Galaxy Tool Metadata Extractor
What is the tool doing?
This tool automatically collects a table of all available Galaxy tools including their metadata. The created table can be filtered to only show the tools relevant for a specific community. Learn how to add your community.
The tools performs the following steps:
- Parse tool GitHub repository from Planemo monitor listed
- Check in each repo, their
.shed.yaml
file and filter for categories, such as metagenomics - Extract metadata from the
.shed.yaml
- Extract the requirements in the macros or xml to get version supported in Galaxy
- Check available against conda version
- Extract bio.tools information if available in the macros or xml
- Check available on the 3 main galaxy instances (usegalaxy.eu, usegalaxy.org, usegalaxy.org.au)
- Get usage statistics form usegalaxy.eu
- Creates an interactive table for all tools: All tools
- Creates an interactive table for all registered communities, e.g. microGalaxy
Usage
Prepare environment
-
Install virtualenv (if not already there)

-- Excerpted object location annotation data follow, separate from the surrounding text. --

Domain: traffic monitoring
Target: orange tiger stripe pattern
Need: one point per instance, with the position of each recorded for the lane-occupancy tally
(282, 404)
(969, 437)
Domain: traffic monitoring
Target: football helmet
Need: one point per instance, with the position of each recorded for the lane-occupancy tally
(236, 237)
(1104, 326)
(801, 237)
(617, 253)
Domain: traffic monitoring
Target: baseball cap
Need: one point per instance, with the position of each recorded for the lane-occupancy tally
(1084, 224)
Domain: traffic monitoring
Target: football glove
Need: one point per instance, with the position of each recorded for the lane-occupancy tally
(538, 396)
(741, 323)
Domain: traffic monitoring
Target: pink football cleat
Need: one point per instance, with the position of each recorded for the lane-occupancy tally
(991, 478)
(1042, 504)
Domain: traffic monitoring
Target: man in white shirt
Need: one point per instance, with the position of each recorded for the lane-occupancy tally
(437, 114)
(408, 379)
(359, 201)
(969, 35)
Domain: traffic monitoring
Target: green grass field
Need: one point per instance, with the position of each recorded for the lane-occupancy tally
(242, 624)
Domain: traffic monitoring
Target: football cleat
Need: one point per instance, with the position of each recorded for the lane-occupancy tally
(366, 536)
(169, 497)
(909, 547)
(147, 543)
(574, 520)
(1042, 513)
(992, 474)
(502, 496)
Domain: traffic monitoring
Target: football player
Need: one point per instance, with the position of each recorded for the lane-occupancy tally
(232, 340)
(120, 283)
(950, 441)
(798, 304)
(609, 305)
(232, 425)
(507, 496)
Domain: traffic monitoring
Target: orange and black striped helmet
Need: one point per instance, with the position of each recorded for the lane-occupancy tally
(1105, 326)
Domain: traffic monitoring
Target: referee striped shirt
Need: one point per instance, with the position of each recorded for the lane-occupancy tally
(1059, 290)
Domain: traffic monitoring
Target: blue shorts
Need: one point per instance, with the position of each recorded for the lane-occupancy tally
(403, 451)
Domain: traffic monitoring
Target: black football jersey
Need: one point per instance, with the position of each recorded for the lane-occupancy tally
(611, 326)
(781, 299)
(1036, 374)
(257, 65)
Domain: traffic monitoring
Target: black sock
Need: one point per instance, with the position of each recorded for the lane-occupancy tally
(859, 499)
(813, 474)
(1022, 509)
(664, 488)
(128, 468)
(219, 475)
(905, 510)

$ python3 -m pip install --user virtualenv
-
Create virtual environment
$ python3 -m venv env
-
Activate virtual environment
$ source env/bin/activate
-
Install requirements
$ python3 -m pip install -r requirements.txt
Extract all tools
-
Get an API key (personal token) for GitHub
-
Export the GitHub API key as an environment variable:
$ export GITHUB_API_KEY=<your GitHub API key>
-
Run the script
$ python bin/extract_all_tools.sh
The script will generate a TSV file with each tool found in the list of GitHub repositories and metadata for these tools:
- Galaxy wrapper id
- Description
- bio.tool id
- bio.tool name
- bio.tool description
- EDAM operation
- EDAM topic
- Status
- Source
- ToolShed categories
- ToolShed id
- Galaxy wrapper owner
- Galaxy wrapper source
- Galaxy wrapper version
- Conda id
- Conda version
Filter tools based on their categories in the ToolShed
-
Run the extraction as explained before
-
(Optional) Create a text file with ToolShed categories for which tools need to be extracted: 1 ToolShed category per row (example for microbial data analysis)
-
(Optional) Create a text file with list of tools to exclude: 1 tool id per row (example for microbial data analysis)
-
(Optional) Create a text file with list of tools to really keep (already reviewed): 1 tool id per row (example for microbial data analysis)
-
Run the tool extractor script
$ python bin/extract_galaxy_tools.py \ --tools <Path to CSV file with all extracted tools> \ --filtered_tools <Path to output CSV file with filtered tools> \ [--categories <Path to ToolShed category file>] \ [--excluded <Path to excluded tool file category file>]\ [--keep <Path to to-keep tool file category file>]
Add your community
In order to add your community you need to:
- Fork this repository.
- Add a folder for your community in
data/communities
. - Add at least the file
categories
. - Add all
categories
that are relevant to initially filter the tools for your community. Possible categories are listed here Galaxy toolshed. - Make a pull request to add your community.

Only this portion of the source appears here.